Quick Guide to Building Your First NodeJS Web Scraper

Collecting data by hand feels like watching paint dry; at scale it becomes a non-starter.

With Node.js you can turn that slog into an automated pipeline that fetches pages, extracts the nuggets you need, and saves them in neat, machine-readable files.

Market research, competitor monitoring, custom dashboards; they all start with reliable scraping.

Here’s what you’ll learn in the next few minutes:

Setting up Node.js and npm (or nvm if you want an easy version manager)
Installing essential libraries with npm
Making your first HTTP request and checking the response code
Parsing the returned HTML using Cheerio’s jQuery-style selectors
Writing scraped data to JSON and CSV for easy analysis
Previewing headless browsers and anti-bot tactics so JavaScript-heavy sites and CAPTCHAs do not trip you up

By the end you will have a working scraper in a single JavaScript file; the foundation for bigger automation projects.

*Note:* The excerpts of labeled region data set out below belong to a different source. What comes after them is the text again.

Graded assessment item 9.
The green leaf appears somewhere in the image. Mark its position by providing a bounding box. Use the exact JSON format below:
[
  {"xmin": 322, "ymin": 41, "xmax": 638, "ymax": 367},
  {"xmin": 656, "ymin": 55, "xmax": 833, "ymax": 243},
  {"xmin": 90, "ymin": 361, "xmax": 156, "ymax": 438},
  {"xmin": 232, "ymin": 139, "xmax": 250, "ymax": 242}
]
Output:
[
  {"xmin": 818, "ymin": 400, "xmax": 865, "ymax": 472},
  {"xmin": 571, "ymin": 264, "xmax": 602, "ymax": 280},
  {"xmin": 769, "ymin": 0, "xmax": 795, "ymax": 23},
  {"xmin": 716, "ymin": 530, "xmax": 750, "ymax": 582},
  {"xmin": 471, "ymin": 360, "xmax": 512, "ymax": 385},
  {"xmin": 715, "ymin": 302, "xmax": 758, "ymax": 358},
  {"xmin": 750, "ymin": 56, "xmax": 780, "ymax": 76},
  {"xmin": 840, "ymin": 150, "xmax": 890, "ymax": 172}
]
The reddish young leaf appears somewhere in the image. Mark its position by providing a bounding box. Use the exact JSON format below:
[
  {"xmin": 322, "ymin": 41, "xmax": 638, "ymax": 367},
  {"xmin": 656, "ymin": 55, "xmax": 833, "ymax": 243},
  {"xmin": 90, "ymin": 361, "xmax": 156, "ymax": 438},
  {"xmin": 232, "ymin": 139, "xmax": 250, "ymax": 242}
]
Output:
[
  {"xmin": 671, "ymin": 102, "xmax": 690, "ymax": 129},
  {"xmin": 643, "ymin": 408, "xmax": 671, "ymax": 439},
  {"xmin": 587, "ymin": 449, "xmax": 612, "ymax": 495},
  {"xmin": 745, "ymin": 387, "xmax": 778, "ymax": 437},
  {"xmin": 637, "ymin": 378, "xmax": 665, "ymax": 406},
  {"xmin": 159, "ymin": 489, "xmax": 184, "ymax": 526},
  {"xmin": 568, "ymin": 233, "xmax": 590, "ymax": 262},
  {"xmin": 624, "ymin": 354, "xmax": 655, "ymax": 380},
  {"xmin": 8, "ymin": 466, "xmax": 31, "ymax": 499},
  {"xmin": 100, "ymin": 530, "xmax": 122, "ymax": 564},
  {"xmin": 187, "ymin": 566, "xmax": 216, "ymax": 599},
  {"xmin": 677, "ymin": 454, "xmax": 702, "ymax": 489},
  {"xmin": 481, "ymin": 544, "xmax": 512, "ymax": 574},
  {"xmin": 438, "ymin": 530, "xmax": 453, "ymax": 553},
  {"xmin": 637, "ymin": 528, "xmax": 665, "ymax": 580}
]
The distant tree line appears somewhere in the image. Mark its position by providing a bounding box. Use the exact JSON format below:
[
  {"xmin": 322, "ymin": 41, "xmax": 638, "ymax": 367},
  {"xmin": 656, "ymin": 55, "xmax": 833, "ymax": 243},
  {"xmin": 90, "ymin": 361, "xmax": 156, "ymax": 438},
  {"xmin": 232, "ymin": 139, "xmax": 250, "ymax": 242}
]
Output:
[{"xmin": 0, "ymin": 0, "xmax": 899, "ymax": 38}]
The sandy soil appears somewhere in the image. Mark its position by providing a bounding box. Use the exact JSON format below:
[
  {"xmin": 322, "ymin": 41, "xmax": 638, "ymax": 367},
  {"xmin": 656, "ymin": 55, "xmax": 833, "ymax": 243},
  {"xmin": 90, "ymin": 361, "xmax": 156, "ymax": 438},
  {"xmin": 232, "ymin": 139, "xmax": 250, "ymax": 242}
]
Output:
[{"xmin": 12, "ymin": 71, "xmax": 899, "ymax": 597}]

Preparing Your Node.js Environment

Before you write a single line of scraping code, make sure your toolkit is in place; once these short steps are done, the rest of the guide will run smoothly.

Install Node.js (and npm)

Head to the official Node.js site and download the current LTS installer (Windows and macOS) or use your package manager on Linux.
The installer bundles npm (Node Package Manager), so you get both with one click.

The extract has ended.